Of course, the likely answer is that the cost of such a design is still prohibitive, since it presumably has to use the fancy buffered memory DIMMs:
   https://fuse.wikichip.org/news/2893/ibm-adds-power9-aio-pushes-for-an-open-memory-agnostic-interface/

It isn't clear to me how the spring mid-range and low-end announcements will be more amenable to a consumer-focused POWER10 system, but here's to hoping that the landscape changes come 2022!   I would love to buy a POWER10 system!!





30
General Hardware Discussion / Re: 2u Blackbird Build with 18 cores?!
« on: December 19, 2021, 09:43:08 pm »
How do you mean "invisible?"   Are you referencing the "Current" field of the bottom chart?
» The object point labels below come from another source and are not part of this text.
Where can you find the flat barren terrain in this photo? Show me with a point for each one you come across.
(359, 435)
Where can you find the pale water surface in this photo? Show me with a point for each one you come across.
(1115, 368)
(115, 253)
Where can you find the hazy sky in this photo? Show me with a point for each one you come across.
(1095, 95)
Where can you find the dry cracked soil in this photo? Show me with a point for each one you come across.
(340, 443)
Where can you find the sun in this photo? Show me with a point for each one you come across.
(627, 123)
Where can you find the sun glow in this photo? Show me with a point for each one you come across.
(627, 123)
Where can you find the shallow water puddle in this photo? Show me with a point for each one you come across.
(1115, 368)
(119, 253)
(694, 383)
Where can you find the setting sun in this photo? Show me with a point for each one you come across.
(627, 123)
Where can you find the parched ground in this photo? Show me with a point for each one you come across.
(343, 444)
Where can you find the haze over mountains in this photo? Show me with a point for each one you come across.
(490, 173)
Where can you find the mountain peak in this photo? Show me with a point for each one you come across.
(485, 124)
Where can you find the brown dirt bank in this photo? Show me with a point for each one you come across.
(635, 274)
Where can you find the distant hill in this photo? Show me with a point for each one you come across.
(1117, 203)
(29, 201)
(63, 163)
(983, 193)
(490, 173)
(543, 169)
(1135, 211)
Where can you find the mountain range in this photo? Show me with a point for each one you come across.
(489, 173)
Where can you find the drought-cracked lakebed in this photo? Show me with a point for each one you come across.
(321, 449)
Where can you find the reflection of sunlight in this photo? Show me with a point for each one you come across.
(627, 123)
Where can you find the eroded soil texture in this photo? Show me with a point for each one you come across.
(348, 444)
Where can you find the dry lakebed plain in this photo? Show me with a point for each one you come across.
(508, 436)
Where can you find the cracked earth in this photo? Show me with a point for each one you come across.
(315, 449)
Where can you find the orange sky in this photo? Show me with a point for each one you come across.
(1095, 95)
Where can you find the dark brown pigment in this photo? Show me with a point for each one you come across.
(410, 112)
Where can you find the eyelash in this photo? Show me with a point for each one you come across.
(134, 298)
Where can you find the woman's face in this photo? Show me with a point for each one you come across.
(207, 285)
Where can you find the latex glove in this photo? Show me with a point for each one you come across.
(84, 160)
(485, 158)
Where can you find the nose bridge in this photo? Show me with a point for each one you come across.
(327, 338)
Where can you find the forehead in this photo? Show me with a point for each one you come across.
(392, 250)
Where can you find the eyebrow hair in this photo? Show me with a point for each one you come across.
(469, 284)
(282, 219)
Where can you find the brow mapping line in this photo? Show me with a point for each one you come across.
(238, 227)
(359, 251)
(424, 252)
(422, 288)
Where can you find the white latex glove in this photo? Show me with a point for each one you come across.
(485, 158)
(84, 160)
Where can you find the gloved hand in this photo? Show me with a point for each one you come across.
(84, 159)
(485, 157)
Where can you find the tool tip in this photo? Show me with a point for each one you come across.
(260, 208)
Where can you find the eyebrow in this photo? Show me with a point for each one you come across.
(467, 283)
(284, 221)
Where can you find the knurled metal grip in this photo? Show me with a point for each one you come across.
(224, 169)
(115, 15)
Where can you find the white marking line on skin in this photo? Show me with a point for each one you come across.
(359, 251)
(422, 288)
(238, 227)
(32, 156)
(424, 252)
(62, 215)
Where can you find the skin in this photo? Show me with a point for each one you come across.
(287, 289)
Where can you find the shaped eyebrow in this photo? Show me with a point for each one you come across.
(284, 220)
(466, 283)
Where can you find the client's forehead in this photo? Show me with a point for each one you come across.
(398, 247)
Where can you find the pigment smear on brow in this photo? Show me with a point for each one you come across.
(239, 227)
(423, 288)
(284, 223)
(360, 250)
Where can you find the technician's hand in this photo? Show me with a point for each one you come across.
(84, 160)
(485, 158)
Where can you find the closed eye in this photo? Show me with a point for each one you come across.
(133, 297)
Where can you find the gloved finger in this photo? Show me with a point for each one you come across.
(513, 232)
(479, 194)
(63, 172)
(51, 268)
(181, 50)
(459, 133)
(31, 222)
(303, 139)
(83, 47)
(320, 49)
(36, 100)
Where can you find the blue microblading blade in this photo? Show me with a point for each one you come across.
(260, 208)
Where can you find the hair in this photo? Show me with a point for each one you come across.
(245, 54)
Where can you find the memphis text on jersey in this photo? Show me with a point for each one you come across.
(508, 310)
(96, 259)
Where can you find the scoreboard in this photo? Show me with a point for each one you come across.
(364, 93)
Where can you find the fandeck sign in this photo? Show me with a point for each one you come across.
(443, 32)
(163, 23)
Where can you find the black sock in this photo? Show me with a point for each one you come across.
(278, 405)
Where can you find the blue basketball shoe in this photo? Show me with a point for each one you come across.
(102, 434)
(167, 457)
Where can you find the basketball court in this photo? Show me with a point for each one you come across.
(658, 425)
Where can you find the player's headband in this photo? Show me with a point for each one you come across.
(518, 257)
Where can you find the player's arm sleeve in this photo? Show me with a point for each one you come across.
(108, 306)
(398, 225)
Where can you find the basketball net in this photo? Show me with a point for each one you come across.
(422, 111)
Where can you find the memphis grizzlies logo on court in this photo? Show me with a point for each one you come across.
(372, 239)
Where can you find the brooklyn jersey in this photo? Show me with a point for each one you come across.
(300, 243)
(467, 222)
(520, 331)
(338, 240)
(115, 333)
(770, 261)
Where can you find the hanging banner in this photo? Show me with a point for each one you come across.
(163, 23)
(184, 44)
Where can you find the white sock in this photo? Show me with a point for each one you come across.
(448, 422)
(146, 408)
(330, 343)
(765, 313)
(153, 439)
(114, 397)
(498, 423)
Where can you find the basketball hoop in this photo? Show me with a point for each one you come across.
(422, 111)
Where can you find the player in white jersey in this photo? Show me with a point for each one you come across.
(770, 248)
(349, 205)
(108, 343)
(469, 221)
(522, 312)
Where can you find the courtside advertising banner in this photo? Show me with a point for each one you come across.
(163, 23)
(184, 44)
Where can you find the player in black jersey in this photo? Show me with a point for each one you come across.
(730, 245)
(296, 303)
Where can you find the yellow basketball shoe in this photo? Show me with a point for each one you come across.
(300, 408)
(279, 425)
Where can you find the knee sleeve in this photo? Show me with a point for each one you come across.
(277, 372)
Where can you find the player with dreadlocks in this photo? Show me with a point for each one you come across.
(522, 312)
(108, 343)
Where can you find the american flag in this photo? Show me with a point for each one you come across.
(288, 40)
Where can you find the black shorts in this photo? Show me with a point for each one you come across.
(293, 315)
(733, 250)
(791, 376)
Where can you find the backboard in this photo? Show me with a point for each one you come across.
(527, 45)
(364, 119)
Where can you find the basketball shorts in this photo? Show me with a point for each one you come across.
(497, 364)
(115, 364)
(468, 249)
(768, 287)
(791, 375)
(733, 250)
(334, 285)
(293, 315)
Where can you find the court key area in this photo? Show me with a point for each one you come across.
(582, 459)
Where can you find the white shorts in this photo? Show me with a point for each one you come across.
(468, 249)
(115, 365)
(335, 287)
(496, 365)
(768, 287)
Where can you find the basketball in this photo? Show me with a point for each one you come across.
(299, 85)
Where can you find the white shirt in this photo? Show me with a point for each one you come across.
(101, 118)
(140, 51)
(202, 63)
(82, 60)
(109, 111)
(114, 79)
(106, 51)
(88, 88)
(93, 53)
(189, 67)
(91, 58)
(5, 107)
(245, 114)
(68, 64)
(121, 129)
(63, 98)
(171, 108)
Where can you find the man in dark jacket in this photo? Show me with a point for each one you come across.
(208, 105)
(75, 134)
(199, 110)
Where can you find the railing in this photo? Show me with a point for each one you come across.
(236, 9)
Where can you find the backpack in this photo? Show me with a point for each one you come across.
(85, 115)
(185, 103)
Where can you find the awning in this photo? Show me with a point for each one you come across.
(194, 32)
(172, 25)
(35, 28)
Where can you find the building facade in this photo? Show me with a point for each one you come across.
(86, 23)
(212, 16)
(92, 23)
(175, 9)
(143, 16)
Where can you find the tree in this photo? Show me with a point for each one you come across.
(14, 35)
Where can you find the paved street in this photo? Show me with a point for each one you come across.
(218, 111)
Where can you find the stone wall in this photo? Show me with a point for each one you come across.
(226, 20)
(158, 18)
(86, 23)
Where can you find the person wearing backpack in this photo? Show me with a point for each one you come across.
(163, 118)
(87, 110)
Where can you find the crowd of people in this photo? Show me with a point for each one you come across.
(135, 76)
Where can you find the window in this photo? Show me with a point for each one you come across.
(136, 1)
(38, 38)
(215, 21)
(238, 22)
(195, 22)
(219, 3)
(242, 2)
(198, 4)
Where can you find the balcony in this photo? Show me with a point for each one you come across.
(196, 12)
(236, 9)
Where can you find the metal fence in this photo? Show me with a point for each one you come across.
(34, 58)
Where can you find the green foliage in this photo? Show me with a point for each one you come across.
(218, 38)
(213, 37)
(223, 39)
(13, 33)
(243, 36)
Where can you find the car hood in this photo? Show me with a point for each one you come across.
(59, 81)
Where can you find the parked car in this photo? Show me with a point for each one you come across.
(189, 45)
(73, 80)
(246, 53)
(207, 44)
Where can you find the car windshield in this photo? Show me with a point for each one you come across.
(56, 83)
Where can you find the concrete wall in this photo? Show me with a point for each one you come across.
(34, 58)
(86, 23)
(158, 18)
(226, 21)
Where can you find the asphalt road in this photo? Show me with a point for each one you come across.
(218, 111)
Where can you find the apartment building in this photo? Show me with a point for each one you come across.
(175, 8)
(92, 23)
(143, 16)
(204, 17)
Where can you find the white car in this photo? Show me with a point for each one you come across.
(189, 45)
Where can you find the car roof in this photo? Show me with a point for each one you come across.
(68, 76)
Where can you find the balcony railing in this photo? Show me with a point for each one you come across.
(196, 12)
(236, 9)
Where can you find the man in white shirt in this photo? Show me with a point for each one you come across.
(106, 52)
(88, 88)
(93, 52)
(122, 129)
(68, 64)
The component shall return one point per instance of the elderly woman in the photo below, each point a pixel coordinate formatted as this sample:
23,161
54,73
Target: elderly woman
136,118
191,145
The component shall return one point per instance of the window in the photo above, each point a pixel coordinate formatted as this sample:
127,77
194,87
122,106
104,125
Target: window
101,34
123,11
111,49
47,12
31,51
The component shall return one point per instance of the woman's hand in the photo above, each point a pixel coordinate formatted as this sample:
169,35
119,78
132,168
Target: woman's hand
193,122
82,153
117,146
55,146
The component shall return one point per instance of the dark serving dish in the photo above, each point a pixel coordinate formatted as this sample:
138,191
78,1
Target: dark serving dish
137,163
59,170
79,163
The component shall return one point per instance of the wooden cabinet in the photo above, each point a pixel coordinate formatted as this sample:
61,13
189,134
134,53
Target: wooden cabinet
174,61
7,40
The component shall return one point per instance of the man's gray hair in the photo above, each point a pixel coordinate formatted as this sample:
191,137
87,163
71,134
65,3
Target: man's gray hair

That looks to me as a plotting problem, where the processor is going to a range of 125-130A VDD which for some reason goes off the top of the chart.  If the chart was scaled to, say, 150A then we could see where the current really rests.

I am not sure which of the blue or green Voltage curves is representative of processor VDD.   Maybe the blue is the regulator setpoint and the green is VDD at the processor given loadline loss?    If so, then given current is 125A at processor-VDD=0.85v, the processor is consuming at least 125A * 0.85v = 106W of VDD power.   VDN is 15.6A * 0.69v = 10.8W.   I cannot tell how much VIO power is being used, let's just guess 30W?   That would put the processor in the ballpark of 106W + 10.8W + 30W ~=147W.

When you compare that to the idle data, which shows VDD current of ~30A at about 1.0v, that would be 30W VDD power versus the 106A fully-loaded.

One line that seems worrisome is the "VR" temp which appears to go to 115C.  That seems pretty extreme.  I don't know what that regulator is rated for but other server designs I know about have long-term reliability limits around 90C.  This may be an example of how the Blackbird design is not built to handle a high-core-count processor, as those tend to run much lower voltages and higher currents at the same power as a low-core-count processor.    It would be nice to have comparison data of an 8-core processor running at max power for comparison, but I haven't seen anyone else post any characterization results like you have.